Convidado pela ESPN, tive o prazer de entrevistar o presidente do Grêmio, Romildo Bolzan, no programa Bola da Vez, gravado na quinta-feira passada e ainda sem data para ir ao ar. Meus colegas de bancada queriam saber se com o dinheiro que entrará no cofre gremista, a partir da assinatura do contrato do clube com a TV Globo, seria possível fazer grandes contratações para as próximas temporadas. Eu disse que, por mim, não precisava contratar muita gente, não. Já ficaria feliz em ver quatro dos nossos jovens craques mantidos no elenco: Luan, Lincoln, Walace e Everton.

 

“Cinco”, corrigiu-me Bolzan, “tem o Pedro Rocha, também”. Cheguei a ponderar que Rocha costuma ser alvo de críticas do torcedor por seus altos e baixos, seus gols perdidos e tropeções durante a partida. “Mas ele está sempre lá”, retrucou o presidente, demonstrando sua confiança e admiração por esse garoto de apenas 21 anos, que surgiu no time ano passado, chegou a ser titular e depois foi perdendo espaço na equipe principal.

 

Bolzan tem razão ao fazer a ressalva.

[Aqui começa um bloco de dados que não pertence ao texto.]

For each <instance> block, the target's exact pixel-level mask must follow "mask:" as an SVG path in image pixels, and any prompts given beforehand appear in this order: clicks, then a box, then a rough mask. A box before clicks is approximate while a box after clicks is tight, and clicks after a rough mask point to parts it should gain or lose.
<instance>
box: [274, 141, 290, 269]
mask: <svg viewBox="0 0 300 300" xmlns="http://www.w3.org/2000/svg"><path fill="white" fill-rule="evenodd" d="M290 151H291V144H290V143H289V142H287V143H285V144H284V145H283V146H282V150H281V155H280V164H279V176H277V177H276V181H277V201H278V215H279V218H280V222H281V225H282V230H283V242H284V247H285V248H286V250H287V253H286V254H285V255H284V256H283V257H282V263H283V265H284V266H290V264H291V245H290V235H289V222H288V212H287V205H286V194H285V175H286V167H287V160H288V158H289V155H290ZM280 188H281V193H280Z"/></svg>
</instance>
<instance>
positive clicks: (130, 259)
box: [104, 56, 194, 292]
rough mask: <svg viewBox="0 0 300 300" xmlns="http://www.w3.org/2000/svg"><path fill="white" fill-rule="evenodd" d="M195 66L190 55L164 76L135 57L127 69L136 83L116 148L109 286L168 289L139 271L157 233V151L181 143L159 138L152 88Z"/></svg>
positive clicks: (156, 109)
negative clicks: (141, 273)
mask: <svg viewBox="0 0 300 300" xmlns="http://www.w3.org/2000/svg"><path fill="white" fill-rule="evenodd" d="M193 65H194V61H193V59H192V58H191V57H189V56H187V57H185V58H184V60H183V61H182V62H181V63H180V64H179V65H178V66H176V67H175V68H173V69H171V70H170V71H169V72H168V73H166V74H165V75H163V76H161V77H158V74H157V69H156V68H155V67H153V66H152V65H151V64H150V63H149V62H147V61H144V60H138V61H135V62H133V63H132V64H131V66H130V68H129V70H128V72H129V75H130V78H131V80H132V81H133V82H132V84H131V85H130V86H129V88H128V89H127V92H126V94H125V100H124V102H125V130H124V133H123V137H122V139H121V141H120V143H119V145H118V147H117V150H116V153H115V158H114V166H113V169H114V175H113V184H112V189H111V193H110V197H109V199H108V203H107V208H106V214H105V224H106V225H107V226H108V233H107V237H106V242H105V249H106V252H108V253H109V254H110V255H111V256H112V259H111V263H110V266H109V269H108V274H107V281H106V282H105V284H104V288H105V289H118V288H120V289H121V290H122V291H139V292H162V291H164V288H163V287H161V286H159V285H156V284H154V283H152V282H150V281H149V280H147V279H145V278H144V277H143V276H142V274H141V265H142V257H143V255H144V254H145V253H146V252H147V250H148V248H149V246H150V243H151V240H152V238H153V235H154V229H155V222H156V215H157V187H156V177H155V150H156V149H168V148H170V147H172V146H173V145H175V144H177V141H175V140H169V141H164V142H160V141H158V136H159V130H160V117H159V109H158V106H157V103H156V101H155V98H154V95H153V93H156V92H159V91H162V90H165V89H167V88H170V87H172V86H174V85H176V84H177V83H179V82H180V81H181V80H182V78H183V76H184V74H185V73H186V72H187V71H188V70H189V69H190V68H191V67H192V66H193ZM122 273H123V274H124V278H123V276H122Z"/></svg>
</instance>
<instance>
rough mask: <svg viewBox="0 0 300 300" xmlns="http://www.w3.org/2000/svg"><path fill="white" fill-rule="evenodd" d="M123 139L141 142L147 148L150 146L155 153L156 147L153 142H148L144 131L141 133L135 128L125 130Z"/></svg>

Seria uma injustiça não colocar Pedro Rocha na lista dos valores a serem preservados. Com a retomada da temporada e as disputas de três competições simultâneas, Roger obrigou-se a aproveitar maior número de jogadores e Pedro Rocha voltou a aparecer com mais frequência no ataque gremista. Ainda perde alguns gols que consideramos fáceis, dá uma tropicada aqui e outra ali, mas, como diz o presidente do Grêmio: “está sempre lá”.

 

Neste domingo de Páscoa, Pedro Rocha esteve lá, novamente. Tentou uma, tentou duas, passou a terceira, tropeçou na quarta, mas em uma “tabela” com o zagueiro adversário apareceu com velocidade diante do goleiro e foi precioso no toque que deu para desviar a bola para dentro do gol. Com esse quarto gol, é um dos goleadores gremistas no Campeonato Gaúcho, ao lado de Luan e Bobô.

 

Ao fim e ao cabo, o que se espera de um atacante é que marque gols. Ao menos que os busque de maneira insaciável. Pedro Rocha é assim, incansável. Só não aumentou (ou teria perdido?) a goleada desta tarde porque seu colega de ataque, Lincoln, acreditou que seria capaz de fazer o dele, também, e, em lugar de passar para quem estava mais bem posicionado, no caso Pedro Rocha, preferiu chutar a gol, quase no fim da partida.

 

Bobô abriu o placar e Batista, outro menino que chega ao grupo, com apenas 20 anos, completou a vitória tranquila do Grêmio, que nos mantém líder a duas rodadas do fim da fase de classificação. Ou seja, não é só Pedro Rocha que “está lá”. O Grêmio, também.

 

Aliás, de volta a entrevista na ESPN, Bolzan disse que acredita que ganharemos ao menos uma das quatro competições importantes que disputaremos esse ano. Sendo assim, é bom que sejamos líder agora, pois esta meta ficará mais próxima de ser alcançada se decidirmos na Arena as partidas da etapa seguinte do Campeonato Gaúcho.

 

E se queremos manter nossos jovens craques no time, nas próximas temporadas, é importante que os títulos comecem a chegar logo. É isso o que mais desejamos.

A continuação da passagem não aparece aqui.